Outside of the warmer areas of the Southwest and a small area around Miami, most of the areas showing the most warming since 1895 are rather cool parts of the U.S. Given that Americans are much inclined to take vacations in warmer climes during the winters from such areas as the Northeast whose warmer winters since 1895 are much decried in the Washington Post article, it is hard to see the warming of such cooler parts of the U.S. as a general disaster. People upon retirement still move to much warmer parts of the U.S. such as Florida and Arizona. Apparently, they rather like warmth, however the Washington Post may pretend that warmth is a catastrophe.
Yes, it may be true, as lamented in the article, that ice cannot be cut from northern New Jersey lakes as it used to be for ice boxes, but then again we now have refrigerators. If we did not have refrigerators, the disappearance of that northern New Jersey ice might be a disaster. Perhaps the Washington Post wants us to lose the use of electricity and to force us to return to the use of ice boxes as a result. In that context, it is a disaster that this return to primitivism in the name of radical environmentalism may be harder to accomplish. This is not one of my goals and I do not believe it is a goal of most Americans either.

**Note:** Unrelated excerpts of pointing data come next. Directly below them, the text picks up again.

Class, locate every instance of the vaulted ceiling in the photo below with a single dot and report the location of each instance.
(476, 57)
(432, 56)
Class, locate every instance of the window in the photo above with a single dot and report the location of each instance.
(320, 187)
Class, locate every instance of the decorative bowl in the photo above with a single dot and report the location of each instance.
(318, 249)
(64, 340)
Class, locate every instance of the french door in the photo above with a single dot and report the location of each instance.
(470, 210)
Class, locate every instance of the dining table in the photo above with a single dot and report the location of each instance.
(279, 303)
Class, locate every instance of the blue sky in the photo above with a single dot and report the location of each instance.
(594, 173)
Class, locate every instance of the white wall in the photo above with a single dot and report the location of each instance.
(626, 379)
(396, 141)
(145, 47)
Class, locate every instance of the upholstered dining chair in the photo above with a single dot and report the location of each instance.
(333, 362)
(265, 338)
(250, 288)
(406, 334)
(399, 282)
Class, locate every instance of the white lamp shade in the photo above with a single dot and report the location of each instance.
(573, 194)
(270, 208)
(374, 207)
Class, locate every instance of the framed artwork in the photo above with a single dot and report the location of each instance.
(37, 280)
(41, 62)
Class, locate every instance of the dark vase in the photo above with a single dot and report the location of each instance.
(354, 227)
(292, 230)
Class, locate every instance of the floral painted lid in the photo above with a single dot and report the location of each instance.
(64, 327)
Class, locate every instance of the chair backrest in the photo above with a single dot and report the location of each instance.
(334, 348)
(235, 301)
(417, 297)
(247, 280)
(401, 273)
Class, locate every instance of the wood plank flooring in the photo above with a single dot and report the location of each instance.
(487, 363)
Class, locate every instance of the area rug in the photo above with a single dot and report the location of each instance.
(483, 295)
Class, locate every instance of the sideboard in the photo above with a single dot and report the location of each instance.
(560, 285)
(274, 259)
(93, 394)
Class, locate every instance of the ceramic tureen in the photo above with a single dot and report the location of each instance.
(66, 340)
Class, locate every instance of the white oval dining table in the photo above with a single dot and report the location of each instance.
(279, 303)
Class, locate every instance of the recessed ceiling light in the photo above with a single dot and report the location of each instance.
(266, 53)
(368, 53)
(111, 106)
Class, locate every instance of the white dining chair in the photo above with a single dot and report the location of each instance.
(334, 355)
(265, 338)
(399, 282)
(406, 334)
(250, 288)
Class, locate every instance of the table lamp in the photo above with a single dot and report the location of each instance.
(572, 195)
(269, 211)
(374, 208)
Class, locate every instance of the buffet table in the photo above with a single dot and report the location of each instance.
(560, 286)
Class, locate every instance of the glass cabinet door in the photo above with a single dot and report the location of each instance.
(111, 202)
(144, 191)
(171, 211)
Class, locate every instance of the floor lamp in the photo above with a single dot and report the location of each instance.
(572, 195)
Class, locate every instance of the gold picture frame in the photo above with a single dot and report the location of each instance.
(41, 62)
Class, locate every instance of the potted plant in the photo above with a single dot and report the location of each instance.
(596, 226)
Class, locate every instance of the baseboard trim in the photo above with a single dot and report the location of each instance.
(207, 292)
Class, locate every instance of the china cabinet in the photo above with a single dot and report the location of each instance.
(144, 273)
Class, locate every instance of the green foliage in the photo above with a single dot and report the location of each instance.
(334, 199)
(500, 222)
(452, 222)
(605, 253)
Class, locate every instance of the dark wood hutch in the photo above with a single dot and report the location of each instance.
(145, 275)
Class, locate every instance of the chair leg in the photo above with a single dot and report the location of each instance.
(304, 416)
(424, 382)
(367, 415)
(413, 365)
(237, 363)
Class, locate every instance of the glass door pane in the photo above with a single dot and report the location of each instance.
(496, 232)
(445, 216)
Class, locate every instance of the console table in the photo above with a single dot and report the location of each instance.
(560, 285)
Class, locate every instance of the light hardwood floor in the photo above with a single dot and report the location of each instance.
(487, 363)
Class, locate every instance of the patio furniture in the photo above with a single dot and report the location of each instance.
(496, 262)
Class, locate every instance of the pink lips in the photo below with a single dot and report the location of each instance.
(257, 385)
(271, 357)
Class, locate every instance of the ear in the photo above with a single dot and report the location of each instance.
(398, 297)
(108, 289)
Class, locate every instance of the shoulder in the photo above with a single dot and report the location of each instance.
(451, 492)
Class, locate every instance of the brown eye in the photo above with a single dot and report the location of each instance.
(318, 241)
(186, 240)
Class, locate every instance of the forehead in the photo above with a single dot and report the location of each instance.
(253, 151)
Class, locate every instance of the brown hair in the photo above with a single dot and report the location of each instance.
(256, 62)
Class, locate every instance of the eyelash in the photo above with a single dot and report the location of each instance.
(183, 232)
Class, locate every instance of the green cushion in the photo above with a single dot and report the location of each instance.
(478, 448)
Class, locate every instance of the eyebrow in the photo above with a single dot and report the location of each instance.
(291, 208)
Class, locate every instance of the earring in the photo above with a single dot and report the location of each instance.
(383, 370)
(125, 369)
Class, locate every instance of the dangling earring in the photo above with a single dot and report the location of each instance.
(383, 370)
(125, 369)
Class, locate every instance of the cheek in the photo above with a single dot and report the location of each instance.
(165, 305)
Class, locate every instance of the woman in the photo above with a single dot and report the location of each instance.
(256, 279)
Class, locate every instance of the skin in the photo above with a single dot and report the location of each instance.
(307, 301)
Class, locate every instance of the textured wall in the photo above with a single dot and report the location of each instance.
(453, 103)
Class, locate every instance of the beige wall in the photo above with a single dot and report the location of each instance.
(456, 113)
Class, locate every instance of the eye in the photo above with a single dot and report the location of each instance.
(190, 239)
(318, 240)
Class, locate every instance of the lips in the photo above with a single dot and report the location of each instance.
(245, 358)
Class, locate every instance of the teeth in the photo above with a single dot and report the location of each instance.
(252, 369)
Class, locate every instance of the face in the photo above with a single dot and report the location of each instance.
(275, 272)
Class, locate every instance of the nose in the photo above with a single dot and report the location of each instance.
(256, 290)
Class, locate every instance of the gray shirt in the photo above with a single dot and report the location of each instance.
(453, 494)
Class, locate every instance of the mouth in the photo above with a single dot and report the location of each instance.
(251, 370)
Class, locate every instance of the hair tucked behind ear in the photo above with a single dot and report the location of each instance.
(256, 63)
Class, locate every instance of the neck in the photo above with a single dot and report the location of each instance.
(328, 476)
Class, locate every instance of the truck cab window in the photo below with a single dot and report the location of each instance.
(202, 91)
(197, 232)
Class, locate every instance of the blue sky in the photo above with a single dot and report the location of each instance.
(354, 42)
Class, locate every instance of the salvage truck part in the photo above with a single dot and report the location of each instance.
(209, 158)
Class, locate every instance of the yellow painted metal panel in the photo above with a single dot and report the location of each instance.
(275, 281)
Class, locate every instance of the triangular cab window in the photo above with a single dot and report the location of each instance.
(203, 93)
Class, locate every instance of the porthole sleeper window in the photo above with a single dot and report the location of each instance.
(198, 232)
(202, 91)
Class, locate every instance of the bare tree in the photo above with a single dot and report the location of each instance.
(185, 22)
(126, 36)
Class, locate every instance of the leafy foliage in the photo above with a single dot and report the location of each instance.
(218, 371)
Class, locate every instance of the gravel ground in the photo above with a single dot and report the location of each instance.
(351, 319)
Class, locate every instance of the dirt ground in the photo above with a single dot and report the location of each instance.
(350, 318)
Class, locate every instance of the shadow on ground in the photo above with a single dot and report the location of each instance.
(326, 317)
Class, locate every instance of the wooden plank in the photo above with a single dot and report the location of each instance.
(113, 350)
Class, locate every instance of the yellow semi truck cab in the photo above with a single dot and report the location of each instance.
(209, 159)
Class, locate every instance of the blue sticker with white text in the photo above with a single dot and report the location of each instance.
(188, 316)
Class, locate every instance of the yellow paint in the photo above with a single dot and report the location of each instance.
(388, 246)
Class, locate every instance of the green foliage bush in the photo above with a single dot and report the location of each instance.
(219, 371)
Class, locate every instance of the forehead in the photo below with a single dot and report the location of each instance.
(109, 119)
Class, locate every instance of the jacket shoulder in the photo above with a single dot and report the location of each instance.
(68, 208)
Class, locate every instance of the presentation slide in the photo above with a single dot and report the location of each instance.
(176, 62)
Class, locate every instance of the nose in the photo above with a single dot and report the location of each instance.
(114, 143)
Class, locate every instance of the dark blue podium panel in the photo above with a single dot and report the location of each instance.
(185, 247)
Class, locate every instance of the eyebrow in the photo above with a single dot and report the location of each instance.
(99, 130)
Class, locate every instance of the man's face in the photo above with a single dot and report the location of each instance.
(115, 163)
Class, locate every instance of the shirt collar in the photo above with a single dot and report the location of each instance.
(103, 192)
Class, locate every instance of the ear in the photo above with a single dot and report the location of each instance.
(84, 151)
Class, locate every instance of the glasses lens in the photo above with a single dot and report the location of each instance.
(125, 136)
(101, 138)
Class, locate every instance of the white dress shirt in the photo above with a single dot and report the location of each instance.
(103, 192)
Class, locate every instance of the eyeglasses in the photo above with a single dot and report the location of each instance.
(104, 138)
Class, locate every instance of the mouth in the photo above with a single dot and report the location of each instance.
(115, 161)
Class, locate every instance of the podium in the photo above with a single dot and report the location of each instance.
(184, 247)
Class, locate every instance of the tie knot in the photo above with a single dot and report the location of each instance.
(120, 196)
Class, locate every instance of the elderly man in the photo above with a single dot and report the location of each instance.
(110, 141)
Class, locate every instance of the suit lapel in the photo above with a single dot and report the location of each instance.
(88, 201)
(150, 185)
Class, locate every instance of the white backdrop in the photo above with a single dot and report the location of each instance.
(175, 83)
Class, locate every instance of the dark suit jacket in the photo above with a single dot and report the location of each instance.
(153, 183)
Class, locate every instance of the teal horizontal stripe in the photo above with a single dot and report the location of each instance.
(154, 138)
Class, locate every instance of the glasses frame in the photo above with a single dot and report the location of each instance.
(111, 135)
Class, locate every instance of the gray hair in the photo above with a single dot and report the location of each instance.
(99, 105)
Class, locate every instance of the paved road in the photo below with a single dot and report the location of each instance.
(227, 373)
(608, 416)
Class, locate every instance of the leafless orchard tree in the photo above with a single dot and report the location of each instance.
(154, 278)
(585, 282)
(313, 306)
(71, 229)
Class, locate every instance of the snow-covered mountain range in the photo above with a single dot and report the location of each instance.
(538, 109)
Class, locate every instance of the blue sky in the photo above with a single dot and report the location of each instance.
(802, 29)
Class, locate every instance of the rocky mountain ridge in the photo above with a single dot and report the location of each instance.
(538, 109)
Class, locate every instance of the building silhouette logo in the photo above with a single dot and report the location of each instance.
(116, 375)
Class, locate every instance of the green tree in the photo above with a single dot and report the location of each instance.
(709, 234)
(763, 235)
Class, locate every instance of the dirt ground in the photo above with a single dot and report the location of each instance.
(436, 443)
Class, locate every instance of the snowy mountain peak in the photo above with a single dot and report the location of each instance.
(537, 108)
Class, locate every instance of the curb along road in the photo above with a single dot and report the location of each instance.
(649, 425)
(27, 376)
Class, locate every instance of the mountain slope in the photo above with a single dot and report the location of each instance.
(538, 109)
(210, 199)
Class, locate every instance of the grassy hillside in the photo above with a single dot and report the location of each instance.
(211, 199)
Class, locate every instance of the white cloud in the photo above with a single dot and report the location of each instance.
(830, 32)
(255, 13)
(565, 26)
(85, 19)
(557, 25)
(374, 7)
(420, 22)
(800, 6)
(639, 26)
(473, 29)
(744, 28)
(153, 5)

I have carried out the above discussion generally accepting the temperature record data provided by the Washington Post article. However, the thermometer temperature data of 1895 and of 1900 has been heavily adjusted downward and recent data has been heavily adjusted upward by NASA GISS. The U.S. temperature data given below is based on the USHCN2 historical network, which adjusts recent thermometer readings upwards by a substantial amount before releasing the data to the public. Here is a comparison of the high and low daily temperature results for the measured or unadjusted data compared to the adjusted data comparing the 1895 cold year with 2010, as discovered by Tony Heller in a 2010 post on Real Science:
The fact that this data cuts off about a decade earlier than 2018, makes little difference, since the temperature has changed very little in the last decade. The daily maximum temperatures in the unadjusted data shows smaller areas warming and larger areas cooling. The unadjusted warming areas are usually areas of high population growth (Los Angelos, San Diego, Phoenix, Las Vegas, Miami, and the metropolitan areas of the Northeast) or areas of very low population density in the western US and northern Great Plains states. The unadjusted cooling areas are mostly areas significantly affected by weather from the Gulf of Mexico.